Connecting from the junction boxes to the LED strips presented a more complex choice. The 90 cm LED strips were mechanically designed to be easily replaced, which meant that the electrical design should also permit easy disassembly and reassembly by using connectors.
Most of the connectors between the two junction boxes and the LED strips would carry less than 1 A, but the two LED strips wired in series called for almost 2 A through one connector. This project required reliable, inexpensive connectors and JST’s RCY Series with a 3 A current rating exceeds these requirements. This project uses cable assemblies based on JST SYR-02T RCY connector receptacles, SYM-001T-P0.6 male contacts, SYP-02T-1 RCY connector plugs, and SYF-001T-P0.6 female contacts. These compact, bright red connectors appear in Figure 3 above. JST’s RCY connectors are commonly used for low voltage battery power connections in many hobby and maker applications.
Reliable, inexpensive, prewired connector and cable assemblies with the proper current rating, like Adafruit’s 2880 cable set, are also commonly used for low voltage battery power connections in many hobby and maker applications. They would have been ideal for this project as well.
Drilling holes, bolting all of the components in place, and wiring everything up required a full day’s effort. However, all of the above planning paid off and there were few surprise challenges to overcome. The entire installation is compact and nearly invisible. The first press of the on/off button on the RF remote immediately lit all five LED strips, which also dimmed on command just as planned.
Figure 5: The completed lighting system provides bright, even light, and the fixtures and wire are barely visible. (Image source: Steve Leibson)

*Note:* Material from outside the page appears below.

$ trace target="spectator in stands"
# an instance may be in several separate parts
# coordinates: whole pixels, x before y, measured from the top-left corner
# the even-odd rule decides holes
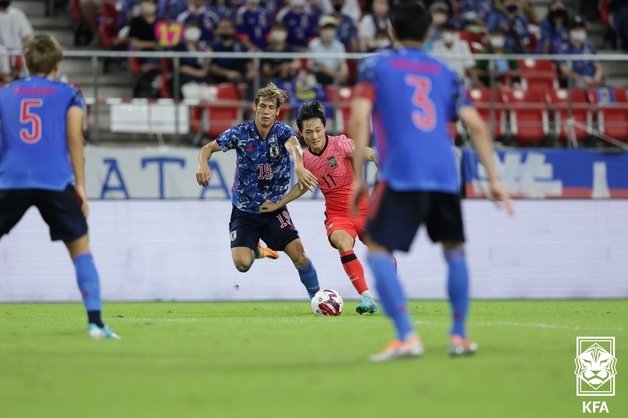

Best of all: the spouse was extremely happy with the final result.
As shown, LED ribbons are a versatile way to bring a lot of lighting to bear in a very compact, easy-to-implement manner. In particular, they are excellent when used to provide long runs of illumination.
The LED ribbon used in Part 1 of this two-part series came on a 5 m spool from which five 90 cm lengths were cut. Part 2 will show how to use the remaining LED ribbon to swap out the microwave oven lighting so it matches the under cabinet LEDs’ color temperature.